WAYNE, Pa., October 15, 2018 (GLOBE NEWSWIRE) -- Aclaris Therapeutics, Inc. (NASDAQ: ACRS), a dermatologist-led biopharmaceutical company focused on identifying, developing, and commercializing innovative therapies to address significant unmet patient needs in aesthetic and medical dermatology and immunology, today announced it has entered into a definitive asset purchase agreement with Allergan Sales, LLC to acquire worldwide rights to RHOFADE® (oxymetazoline hydrochloride) cream, 1% and additional intellectual property. The acquisition includes an exclusive license to certain intellectual property for RHOFADE, which is approved for the topical treatment of persistent facial erythema (redness) associated with rosacea in adults. This transaction, which is subject to customary closing conditions, including certain governmental regulatory clearances, is expected to close in the fourth quarter of 2018. Allergan has agreed to provide support to Aclaris to allow for a smooth transition of RHOFADE.  

Under the terms of the agreement, the purchase price includes an upfront cash payment of $65 million due at closing,  a development milestone payment related to the potential development of an additional dermatology product, and tiered royalties based on net sales.

Allergan developed and brought RHOFADE to market in 2017 after acquiring the drug as part of its 2011 acquisition of Vicept Therapeutics, Inc., a company established by certain members of the current senior management team of Aclaris.  

“We are excited to acquire RHOFADE.  Our team is very familiar with the asset and the market opportunity,” said Dr.
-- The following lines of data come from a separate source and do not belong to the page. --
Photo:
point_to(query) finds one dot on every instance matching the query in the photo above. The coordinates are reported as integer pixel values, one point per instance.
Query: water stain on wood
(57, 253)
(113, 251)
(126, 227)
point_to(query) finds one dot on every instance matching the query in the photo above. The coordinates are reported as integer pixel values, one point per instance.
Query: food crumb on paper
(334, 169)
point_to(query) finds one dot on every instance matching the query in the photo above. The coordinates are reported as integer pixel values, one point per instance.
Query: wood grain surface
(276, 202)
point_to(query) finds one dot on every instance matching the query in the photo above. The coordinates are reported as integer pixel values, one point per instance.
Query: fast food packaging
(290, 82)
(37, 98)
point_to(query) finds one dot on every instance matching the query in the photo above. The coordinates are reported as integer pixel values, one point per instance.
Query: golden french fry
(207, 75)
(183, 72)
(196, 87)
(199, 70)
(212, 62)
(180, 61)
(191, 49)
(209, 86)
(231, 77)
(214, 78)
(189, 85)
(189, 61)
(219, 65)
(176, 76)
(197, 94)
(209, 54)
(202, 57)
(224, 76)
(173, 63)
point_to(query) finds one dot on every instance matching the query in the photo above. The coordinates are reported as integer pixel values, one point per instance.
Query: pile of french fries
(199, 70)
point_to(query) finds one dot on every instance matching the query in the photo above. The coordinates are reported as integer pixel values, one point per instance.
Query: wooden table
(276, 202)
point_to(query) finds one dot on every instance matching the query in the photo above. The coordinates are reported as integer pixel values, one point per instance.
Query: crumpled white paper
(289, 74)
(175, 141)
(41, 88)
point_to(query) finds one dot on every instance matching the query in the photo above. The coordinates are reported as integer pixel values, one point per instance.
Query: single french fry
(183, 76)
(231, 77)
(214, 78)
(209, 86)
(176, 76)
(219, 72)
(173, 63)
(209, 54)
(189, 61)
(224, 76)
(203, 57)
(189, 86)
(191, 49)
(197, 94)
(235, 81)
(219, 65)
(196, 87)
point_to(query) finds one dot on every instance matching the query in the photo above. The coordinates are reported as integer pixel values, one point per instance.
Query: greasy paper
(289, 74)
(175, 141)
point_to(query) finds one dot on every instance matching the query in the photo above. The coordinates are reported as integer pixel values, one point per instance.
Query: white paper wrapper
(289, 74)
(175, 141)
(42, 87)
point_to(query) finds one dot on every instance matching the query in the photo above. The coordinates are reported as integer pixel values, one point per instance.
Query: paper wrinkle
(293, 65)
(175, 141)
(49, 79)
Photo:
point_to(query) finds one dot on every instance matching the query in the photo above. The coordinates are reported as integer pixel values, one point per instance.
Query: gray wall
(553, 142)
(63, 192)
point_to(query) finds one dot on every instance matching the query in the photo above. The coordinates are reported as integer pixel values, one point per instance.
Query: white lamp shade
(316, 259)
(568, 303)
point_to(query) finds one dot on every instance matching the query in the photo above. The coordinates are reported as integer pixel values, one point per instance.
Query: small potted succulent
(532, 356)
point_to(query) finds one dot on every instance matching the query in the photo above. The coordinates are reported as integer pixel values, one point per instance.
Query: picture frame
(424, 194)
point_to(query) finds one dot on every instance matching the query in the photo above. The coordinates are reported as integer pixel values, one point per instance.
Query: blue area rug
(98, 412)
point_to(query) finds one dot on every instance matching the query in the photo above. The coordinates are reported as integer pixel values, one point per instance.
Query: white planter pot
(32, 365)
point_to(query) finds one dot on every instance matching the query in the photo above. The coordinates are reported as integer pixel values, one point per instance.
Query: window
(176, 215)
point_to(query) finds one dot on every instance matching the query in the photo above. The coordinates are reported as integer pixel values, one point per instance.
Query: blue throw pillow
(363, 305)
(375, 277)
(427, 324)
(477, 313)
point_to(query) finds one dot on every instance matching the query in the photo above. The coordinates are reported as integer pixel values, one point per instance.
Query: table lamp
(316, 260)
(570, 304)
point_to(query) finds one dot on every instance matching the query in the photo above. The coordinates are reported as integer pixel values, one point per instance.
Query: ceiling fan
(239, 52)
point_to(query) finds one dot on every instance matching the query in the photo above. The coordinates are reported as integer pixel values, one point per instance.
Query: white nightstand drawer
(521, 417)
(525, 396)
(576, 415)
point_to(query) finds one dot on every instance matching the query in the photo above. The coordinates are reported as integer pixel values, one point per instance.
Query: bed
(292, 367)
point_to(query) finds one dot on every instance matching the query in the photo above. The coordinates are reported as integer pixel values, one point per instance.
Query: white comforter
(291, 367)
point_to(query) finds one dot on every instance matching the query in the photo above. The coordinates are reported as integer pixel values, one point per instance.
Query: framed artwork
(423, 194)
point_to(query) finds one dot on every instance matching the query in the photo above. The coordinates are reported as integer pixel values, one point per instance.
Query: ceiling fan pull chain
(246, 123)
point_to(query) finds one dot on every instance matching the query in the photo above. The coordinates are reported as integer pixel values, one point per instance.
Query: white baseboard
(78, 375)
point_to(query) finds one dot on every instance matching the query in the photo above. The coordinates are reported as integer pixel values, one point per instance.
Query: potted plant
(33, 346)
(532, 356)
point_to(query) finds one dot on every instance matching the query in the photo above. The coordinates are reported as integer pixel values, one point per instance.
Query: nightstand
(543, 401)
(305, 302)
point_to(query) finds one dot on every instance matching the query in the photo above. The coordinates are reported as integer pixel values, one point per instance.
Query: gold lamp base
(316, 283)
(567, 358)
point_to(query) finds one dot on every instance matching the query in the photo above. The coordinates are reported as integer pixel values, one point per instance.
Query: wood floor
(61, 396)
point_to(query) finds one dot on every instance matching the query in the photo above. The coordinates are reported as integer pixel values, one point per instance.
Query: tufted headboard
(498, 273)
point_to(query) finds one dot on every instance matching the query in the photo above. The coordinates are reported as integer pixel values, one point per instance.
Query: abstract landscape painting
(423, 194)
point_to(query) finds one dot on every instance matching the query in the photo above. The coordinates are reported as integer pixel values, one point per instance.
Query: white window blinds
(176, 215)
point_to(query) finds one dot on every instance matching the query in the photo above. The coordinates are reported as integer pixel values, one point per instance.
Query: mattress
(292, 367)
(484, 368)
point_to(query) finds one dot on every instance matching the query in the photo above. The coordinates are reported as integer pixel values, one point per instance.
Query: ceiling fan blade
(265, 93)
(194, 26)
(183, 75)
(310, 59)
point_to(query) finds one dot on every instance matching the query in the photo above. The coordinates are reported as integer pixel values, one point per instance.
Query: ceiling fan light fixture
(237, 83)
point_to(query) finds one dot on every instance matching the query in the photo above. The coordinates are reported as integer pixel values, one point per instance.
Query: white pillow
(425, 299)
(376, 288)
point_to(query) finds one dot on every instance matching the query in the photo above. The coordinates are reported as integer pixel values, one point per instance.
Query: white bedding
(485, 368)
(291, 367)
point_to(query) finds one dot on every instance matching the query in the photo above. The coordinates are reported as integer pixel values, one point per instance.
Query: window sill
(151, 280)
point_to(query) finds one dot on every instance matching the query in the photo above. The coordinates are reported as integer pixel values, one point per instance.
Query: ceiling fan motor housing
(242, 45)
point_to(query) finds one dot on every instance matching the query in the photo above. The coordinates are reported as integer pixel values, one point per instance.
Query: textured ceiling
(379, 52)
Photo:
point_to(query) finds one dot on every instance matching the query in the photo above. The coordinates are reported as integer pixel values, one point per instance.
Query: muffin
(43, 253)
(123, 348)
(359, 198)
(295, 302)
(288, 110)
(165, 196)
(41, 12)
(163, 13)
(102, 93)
Neal Walker, President and Chief Executive Officer of Aclaris.

Potential Strategic and Financial Benefits of the Transaction

·

Expected synergies by leveraging current infrastructure and sales force in the U.S. 

·

Significant overlap in existing call points for current field force who will detail both ESKATA® (hydrogen peroxide) topical solution, 40% (w/w) and RHOFADE.

·

RHOFADE intellectual property includes multiple patents, the last of which expires in 2035. 

·

RHOFADE is expected to be accretive to Aclaris’ EBITDA beginning in the fourth quarter of 2019.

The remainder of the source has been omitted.